No lo conseguí. En un hospital resulta prácticamente imposible estar sola, y mucho menos dormir. El personal sanitario entra y sale sin pedir permiso. Toman al paciente la temperatura, entran de nuevo para medir la tensión arterial, luego pinchan un análisis, después hacen un electrocardiograma, y cuando ya no queda ningún motivo más para violar el descanso del paciente, entran para ver si éste necesita algo. Sin embargo, en este caso, el motivo de la falta de descanso de Lola fue otro: sor Rosario.
—Lola, ¿qué tal se encuentra?
—Bien, gracias. Pero ¿qué hace a estas horas fuera de la comunidad? ¡La superiora le va a reñir!
—Me ha dado permiso, no se inquiete. Para mí la obediencia no es una obligación, sino una virtud, el camino que me marca Nuestro Señor para llevarme por dónde Él quiere, no por dónde quiero yo. Sólo venía a asegurarme de que su estado era bueno. Y a contarle dos cosas.
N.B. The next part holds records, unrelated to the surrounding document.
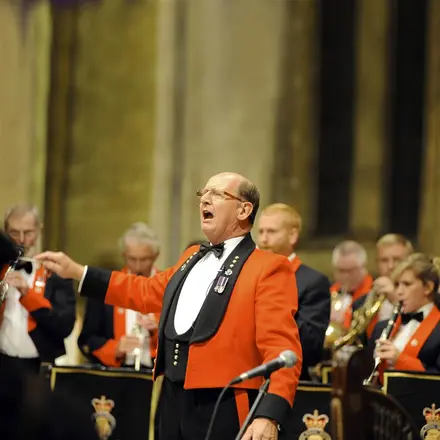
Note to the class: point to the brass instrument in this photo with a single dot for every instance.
(361, 319)
(386, 333)
(4, 286)
(335, 330)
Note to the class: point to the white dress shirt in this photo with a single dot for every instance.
(406, 332)
(197, 285)
(14, 336)
(386, 310)
(131, 328)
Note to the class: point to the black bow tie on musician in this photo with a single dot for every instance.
(217, 249)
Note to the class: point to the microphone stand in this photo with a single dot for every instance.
(261, 393)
—Primero las malas noticias, sor Rosario, aunque creo conocerlas de antemano.
—Me temo, querida, que tenía usted razón. Sólo he logrado que su suegro enviara un letrado para dar apoyo a su marido. Pero ha de saber, se lo he dicho a él también, que está equivocado. Decía Indalecio Prieto que no había «nada más peligroso que un requeté recién comulgado». Se equivocaba; lo hay: un requeté sin corazón. ¡Rezaré por él! Lo siento muchísimo.
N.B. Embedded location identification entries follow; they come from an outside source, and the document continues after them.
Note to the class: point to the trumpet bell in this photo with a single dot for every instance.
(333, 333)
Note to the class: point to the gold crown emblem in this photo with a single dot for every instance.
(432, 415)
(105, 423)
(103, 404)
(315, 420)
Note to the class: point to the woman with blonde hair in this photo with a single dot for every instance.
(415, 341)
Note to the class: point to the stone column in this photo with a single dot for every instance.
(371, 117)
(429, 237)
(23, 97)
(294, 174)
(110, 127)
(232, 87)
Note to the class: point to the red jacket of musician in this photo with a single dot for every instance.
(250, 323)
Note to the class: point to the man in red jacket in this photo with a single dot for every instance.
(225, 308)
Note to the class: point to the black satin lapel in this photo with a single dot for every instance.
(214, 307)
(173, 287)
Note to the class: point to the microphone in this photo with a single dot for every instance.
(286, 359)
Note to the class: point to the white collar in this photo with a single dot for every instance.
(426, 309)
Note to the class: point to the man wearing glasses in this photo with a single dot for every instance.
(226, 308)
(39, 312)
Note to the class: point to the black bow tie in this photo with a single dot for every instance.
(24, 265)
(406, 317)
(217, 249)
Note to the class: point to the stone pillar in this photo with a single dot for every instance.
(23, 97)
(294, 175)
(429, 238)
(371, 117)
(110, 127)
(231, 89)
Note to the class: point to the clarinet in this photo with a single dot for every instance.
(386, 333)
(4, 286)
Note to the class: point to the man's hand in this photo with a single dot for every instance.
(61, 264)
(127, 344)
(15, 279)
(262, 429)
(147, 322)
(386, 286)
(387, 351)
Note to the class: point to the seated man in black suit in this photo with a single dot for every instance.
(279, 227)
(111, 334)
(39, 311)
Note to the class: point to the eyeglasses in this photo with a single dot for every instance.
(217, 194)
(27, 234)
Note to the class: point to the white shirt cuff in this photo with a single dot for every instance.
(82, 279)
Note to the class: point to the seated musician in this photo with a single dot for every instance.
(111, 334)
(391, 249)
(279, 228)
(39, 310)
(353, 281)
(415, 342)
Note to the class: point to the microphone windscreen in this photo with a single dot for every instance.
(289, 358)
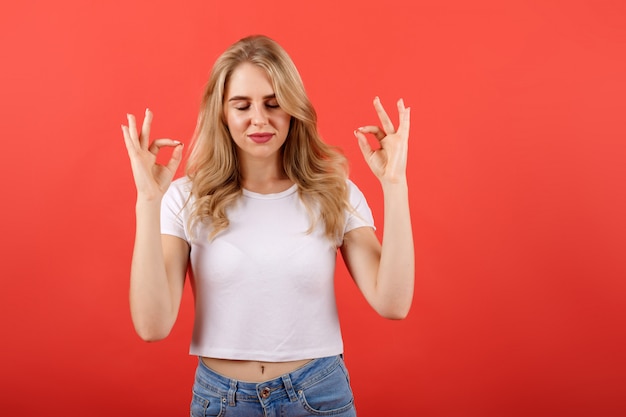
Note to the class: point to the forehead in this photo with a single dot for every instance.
(249, 80)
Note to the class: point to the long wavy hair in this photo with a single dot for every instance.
(319, 170)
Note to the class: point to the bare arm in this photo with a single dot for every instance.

—No se disculpe, no es culpa suya. En ocasiones, las heridas se cierran sin haber curado, y esas infecciones sólo producen frutos de amargura.
—Al abogado que mencionó no he conseguido encontrarle. Su número privado no figura en la guía, pero he dejado un recado en el contestador de su despacho. En todo caso, no se entristezca, la última noticia es estupenda: Mariangels, una amiga mía, esposa de un antiguo paciente del hospital, es cooperante de no sé qué ONG de la universidad que se ocupa de los presos. Esta señora acude cada día a la cárcel de Pamplona para impartir clases de francés. Ha conseguido, por indicación mía, acercarse a su marido. Ha de saber que se encontraba bien, animado, sobre todo desde que recibió la visita del inspector Iturri. También le manda un recado. ¿Se lo digo?
—Por favor, sor Rosario.
—Espere, lo tengo escrito en algún sitio.
Sin hacer caso de las recomendaciones de los médicos, reí a mandíbula batiente.
—¡Sor Rosario, es usted un cielo!
—¿Un cielo? ¡No, mi chica! —aclaró con la famosa expresión de la tierra—. Es que aún me conoce poco, pero tengo por seguro que, si Dios me ayuda, iré allí al poco de morir. ¡Aquí está! A ver, su marido dice lo siguiente: «Eres una chapucera preparando vacaciones. Stop. Al año que viene, las organizo yo. Stop. Todos los niños bien». Chistoso, ¿no?
—Sí, madre, lo es.
—¡Eso está bien! La alegría es una gran cosa. ¿Le he contado cuando cambié las olivas por las cagurrutas de las ovejas, que se le parecen mucho? ¡Tendría usted que haber visto la cara de la superiora cuando se comió la primera!